Volodymyr Zelensky a pris la parole par vidéo interposée au gala d’ouverture du 75Festival de Cannes : « Il nous faut un nouveau Chaplin qui prouvera que le cinéma n’est pas muet » face à la guerre en Ukraine. Il a ajouté : « Je suis persuadé que le “dictateur” va perdre », faisant allusion à la fois au président russe Vladimir Poutine et au chef-d’œuvre éponyme de Charlie Chaplin. Le président ukrainien étant lui-même un humoriste, un acteur, un réalisateur et un homme d’État, il sait de quoi il parle.

Poutine a transformé en une quasi-dictature la naissante et fragile démocratie dont il a pris la tête en 2000, et le cinéma occidental n’en a pas rendu compte, voilà ce que nous dit Zelensky. Même James Bond a fait faux bond. L’aspirant tsar nous a à ce point bernés que c’est aujourd’hui seulement que la Finlande et la Suède demandent à se joindre à l’OTAN.

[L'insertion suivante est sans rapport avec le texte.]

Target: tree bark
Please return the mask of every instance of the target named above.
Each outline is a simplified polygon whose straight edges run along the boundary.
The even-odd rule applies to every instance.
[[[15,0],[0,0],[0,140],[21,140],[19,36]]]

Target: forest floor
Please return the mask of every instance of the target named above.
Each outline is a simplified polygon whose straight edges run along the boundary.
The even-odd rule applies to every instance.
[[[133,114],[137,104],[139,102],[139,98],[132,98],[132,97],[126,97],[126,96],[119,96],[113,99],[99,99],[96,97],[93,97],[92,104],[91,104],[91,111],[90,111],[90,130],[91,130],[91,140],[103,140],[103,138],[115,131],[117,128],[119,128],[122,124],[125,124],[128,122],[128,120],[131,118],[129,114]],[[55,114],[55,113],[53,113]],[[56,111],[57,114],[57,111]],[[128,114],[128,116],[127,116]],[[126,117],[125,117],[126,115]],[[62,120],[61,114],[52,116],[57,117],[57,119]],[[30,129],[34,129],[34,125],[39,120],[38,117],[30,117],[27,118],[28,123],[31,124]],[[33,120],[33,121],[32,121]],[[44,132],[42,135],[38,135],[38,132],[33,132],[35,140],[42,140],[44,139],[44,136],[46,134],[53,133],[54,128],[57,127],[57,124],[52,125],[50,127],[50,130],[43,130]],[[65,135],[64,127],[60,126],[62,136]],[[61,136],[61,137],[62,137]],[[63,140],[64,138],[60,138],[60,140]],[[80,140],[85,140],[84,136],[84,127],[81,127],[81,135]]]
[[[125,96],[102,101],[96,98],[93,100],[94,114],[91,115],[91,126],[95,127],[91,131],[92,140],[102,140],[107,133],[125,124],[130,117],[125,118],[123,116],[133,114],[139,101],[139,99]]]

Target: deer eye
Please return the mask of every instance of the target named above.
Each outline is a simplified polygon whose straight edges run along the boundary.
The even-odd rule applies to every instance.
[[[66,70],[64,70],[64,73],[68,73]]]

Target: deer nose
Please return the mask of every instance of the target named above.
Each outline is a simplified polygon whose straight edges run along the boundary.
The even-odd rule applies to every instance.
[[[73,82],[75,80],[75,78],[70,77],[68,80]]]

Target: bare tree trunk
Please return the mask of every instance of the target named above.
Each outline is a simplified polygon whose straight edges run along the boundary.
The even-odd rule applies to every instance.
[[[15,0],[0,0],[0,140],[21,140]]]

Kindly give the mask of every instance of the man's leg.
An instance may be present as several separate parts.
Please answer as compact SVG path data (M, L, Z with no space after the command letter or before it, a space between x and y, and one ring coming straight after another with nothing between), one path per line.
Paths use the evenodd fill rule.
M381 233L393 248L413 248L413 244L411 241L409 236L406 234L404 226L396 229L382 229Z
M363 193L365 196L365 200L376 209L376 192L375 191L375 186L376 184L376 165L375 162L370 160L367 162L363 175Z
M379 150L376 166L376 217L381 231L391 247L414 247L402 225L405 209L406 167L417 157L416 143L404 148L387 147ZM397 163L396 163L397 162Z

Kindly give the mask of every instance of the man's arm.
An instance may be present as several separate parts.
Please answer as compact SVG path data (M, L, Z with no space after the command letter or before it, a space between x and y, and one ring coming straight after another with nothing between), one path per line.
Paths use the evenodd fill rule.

Chaplin, lui, a vu venir. Depuis que le IIIe Reich a interdit La ruée vers l’or pour sémitisme (!), il réalise dans les années 1930 le danger que représente Hitler pour la liberté.

Il fera un film à son encontre (il est à peu près le seul cinéaste à oser se lever). Son projet aussitôt connu, on se ligue contre lui. Le gouvernement allemand proteste officiellement.

Dans la même période, l’Angleterre et la France laissent Hitler faire main basse sur l’Autriche et les Sudètes (tout comme l’Occident a laissé Poutine faire la guerre en Géorgie, annexer la Crimée et tuer dans le Donbass), alors qu’un sondage Gallup révèle que 96 % des États-Uniens se déclarent hostiles à l’entrée de leur pays dans une guerre en Europe (on aurait aimé qu’il en fût de même à l’égard des guerres du Viêtnam et d’Irak).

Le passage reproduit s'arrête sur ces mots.